One thing I have battled with in my faith is my baptism.  I was raised Baptist and remember getting baptized like it was yesterday at my home church, First Baptist Church in Mont Belivieu.  I can recall going up to the front of the church and getting hidden in Bro. Glenn Howard’s arms away from the crowd at the time because I was so shy.  I told him I was ready to get baptized and I wanted to accept Jesus into my heart.  After the closing song Bro. Glenn announced my profession to the church!  I was thrilled, people were shaking my hand and calling me brother.  I was so excited and remember the next Sunday getting baptized.

I walked in, wearing my white robe into a hot tub of water and wondering if Jesus did the same thing.  I got submerged and at the time was not to sure of what that was about, all I knew was I that Jesus was real and was related to God.  I was also just 8 years old.

When I moved to Leakey, Tx I was 16 and started going to church at Concan Church of Christ and began questioning my commitment to God.  I doubted if God recognized my baptism at 8, because I did not fully fathom was truly happened and what my LORD did for me on that cross.  I talked to Coach Crafton about it several times who was taking me to church there and he told me to go for it.  The truth was, at Concan, on a good day had about 50 members 99% were all baptized.  I was nervous about going forward and telling people that I shammed God when I was younger, the guilt continued to weigh me down.

June 12, 2011 all the guilt I had was taken away.  I walked into the Jordan River like a young child, smiling from ear to ear; I couldn’t keep the grin off my face. The water was not as deep as it should have been for a 6’ foot man like me, but I got on my knees and looked to the heavens.  Mr. Austin, who is not related to me , but I’ve really grown to love as man of God, told me how proud he was of what I had overcome so far in my short life.  I have felt like I’ve battled through a lot in my life already and I know God is ‘holding every tear’ for me.  The LORD is so good to me and has always replaced a scar with a beautiful blessing.  Mr. Austin then submerged me in the Jordan River along with all of my doubts and sin, and I came up a new man.

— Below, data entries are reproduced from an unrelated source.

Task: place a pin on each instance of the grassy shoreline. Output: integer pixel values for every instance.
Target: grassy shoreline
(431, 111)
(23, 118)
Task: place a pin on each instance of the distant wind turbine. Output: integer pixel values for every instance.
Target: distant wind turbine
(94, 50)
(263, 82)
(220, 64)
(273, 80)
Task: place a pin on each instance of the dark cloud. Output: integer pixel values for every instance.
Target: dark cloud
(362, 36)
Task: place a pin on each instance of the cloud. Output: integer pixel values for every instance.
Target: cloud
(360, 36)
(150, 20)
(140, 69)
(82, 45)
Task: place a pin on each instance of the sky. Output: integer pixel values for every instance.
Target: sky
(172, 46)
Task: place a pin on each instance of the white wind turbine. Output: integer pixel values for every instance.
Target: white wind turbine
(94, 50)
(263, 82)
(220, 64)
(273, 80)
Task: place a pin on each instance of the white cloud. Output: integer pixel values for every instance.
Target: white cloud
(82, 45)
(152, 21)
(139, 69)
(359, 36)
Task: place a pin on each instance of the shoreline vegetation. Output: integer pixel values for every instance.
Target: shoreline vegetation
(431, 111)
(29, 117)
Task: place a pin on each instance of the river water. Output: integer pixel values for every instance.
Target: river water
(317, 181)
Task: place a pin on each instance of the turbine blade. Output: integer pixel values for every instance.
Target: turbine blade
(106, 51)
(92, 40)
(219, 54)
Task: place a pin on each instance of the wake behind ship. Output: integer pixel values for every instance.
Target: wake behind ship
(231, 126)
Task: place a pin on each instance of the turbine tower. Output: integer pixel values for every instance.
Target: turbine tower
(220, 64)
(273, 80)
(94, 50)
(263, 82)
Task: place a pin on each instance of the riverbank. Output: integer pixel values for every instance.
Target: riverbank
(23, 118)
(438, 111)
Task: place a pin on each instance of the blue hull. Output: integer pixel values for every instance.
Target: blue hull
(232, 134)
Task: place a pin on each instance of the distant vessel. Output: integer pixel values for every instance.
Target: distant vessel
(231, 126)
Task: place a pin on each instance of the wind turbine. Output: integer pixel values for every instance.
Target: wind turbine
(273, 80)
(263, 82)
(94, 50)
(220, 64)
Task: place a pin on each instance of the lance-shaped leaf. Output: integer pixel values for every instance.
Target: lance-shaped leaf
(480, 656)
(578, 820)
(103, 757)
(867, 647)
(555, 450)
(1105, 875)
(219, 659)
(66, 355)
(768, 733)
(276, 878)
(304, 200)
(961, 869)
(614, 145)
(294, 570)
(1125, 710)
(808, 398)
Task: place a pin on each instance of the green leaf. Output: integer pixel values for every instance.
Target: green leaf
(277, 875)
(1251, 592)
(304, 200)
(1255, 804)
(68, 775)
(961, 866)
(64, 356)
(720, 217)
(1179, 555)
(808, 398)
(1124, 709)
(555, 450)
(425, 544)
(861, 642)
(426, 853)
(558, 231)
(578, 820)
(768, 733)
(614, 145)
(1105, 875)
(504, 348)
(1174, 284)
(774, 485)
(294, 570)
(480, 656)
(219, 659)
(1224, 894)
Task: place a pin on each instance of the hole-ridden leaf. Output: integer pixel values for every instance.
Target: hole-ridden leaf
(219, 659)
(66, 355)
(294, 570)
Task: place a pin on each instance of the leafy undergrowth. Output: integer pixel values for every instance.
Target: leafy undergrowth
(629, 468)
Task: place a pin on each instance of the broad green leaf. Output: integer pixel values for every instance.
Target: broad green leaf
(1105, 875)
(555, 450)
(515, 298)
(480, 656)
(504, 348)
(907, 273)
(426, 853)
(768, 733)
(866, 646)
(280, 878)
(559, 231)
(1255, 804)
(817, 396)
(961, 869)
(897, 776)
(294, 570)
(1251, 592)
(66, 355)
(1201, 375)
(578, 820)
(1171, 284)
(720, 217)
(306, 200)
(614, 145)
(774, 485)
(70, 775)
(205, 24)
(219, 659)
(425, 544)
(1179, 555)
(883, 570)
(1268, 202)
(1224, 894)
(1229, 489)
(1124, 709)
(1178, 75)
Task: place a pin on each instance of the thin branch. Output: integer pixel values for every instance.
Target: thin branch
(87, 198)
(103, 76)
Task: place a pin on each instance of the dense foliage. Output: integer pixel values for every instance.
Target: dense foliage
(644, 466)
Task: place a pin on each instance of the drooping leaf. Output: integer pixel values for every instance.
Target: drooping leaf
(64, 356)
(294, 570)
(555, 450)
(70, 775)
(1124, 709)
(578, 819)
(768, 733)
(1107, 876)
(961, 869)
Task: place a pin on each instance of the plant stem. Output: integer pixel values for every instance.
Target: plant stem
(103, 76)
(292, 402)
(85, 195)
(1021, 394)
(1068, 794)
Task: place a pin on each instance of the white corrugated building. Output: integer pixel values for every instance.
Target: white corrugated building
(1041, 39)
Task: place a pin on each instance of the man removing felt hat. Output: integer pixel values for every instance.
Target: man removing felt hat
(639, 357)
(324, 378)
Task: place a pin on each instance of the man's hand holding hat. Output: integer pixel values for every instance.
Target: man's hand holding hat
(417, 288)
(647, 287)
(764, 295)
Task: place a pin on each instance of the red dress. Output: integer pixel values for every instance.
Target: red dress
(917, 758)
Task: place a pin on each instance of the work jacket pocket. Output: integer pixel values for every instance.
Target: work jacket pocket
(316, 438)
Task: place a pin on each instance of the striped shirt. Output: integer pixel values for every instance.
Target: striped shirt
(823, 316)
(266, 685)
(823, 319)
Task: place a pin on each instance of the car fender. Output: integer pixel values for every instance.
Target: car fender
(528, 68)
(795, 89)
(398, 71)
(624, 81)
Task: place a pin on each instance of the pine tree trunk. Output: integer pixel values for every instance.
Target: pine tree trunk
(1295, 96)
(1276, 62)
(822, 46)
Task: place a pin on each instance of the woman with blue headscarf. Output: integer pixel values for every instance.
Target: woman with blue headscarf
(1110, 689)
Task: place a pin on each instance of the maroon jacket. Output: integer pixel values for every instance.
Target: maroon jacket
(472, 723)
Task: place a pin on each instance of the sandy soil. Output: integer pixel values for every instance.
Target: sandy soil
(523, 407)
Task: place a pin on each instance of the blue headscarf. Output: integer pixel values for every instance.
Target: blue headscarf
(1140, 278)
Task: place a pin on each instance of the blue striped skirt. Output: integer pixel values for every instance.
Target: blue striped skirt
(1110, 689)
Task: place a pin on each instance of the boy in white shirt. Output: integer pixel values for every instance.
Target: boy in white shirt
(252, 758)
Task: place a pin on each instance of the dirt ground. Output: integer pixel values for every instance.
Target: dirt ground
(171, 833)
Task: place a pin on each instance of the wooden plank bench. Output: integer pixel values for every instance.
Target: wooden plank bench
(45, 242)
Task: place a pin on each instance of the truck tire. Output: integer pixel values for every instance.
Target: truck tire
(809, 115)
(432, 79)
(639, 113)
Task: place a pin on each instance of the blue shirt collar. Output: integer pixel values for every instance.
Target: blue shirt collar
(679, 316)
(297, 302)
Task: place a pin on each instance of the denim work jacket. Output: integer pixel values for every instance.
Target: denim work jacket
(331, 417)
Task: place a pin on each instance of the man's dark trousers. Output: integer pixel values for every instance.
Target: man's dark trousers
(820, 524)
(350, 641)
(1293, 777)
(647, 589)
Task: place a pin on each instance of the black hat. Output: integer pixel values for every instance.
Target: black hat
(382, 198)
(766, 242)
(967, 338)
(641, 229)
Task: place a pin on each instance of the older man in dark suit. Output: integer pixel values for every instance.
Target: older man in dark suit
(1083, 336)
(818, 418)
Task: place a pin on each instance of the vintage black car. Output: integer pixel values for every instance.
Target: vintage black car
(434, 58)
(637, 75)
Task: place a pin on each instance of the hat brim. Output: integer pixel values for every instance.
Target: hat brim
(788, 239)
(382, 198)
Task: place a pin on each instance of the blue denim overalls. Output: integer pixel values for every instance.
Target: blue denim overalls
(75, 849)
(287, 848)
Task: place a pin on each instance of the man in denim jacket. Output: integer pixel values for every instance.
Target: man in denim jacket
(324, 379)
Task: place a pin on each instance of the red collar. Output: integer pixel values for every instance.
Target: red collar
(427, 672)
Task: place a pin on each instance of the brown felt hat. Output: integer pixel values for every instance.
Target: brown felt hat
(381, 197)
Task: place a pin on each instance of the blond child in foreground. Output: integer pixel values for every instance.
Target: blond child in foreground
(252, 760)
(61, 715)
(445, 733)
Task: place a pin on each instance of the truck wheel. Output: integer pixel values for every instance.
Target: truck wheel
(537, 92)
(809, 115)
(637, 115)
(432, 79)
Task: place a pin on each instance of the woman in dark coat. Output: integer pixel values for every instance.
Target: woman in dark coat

There was no dove come down, but what there was a feeling of peace and calm I have never truly experienced.  I felt like I was with God and He was with me there at the Jordan like I had never experienced Him before. I got out of the water and knew that I was in the same body of water that Jesus Christ was.  While, it was not the same location it is still an amazing feeling to have that connection with Christ.  I am thankful for God’s love and the miracle of baptism and how you can truly be cleansed not because of special water, such as the Jordan, but because of Jesus’ blood shed on the cross.  I cannot fathom the land here in Israel, I can just thank God for the privilege He has given to me.  We serve an awesome God!